First, the treatment period and follow-up time were relatively short, leaving the long-term antidepressant effect of AIA combination therapy unknown. Second, we did not analyze SSRIs dosage as a variable, potentially limiting the generalizability of our findings. Third, in fMRI studies, factors such as pain or visual disturbances from AIA could influence brain activity, but placebo or SIA were not selected for negative control in this study.

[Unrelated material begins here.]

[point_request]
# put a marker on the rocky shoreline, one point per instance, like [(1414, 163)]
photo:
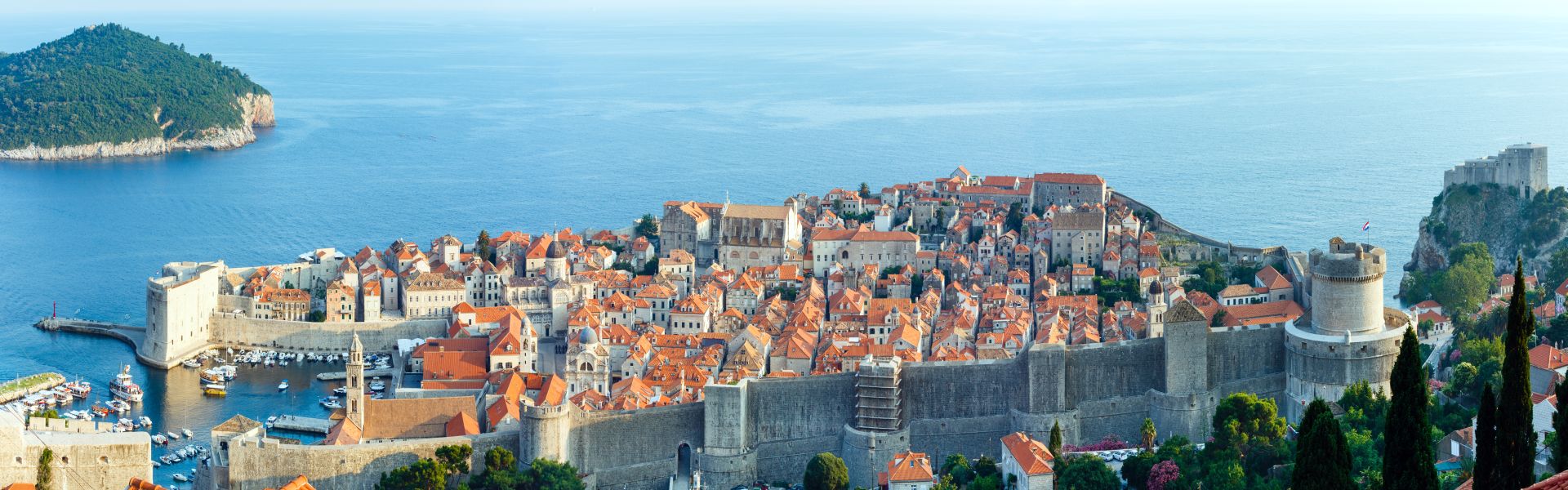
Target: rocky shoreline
[(256, 109)]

Fourth, many MDD patients declined a second MRI scan after the 6-week intervention, necessitating a shift to a NRER design, which may differ from long-term effect studies.

Conclusions

Combining AIA with SSRIs effectively alleviated depressive symptoms, with favorable treatment adherence and safety. Compared to SSRIs alone, the combination effectively accelerated the onset of SSRI effects and reduced adverse effects. Furthermore, MDD patients exhibited FC abnormalities in brain regions associated with the dopamine reward and the 5-HT system, and the striatum-frontal cortex (frontal_inf_tri) and cerebellar-limbic system (striatum) circuits appear to mediate the antidepressant effects of AIA.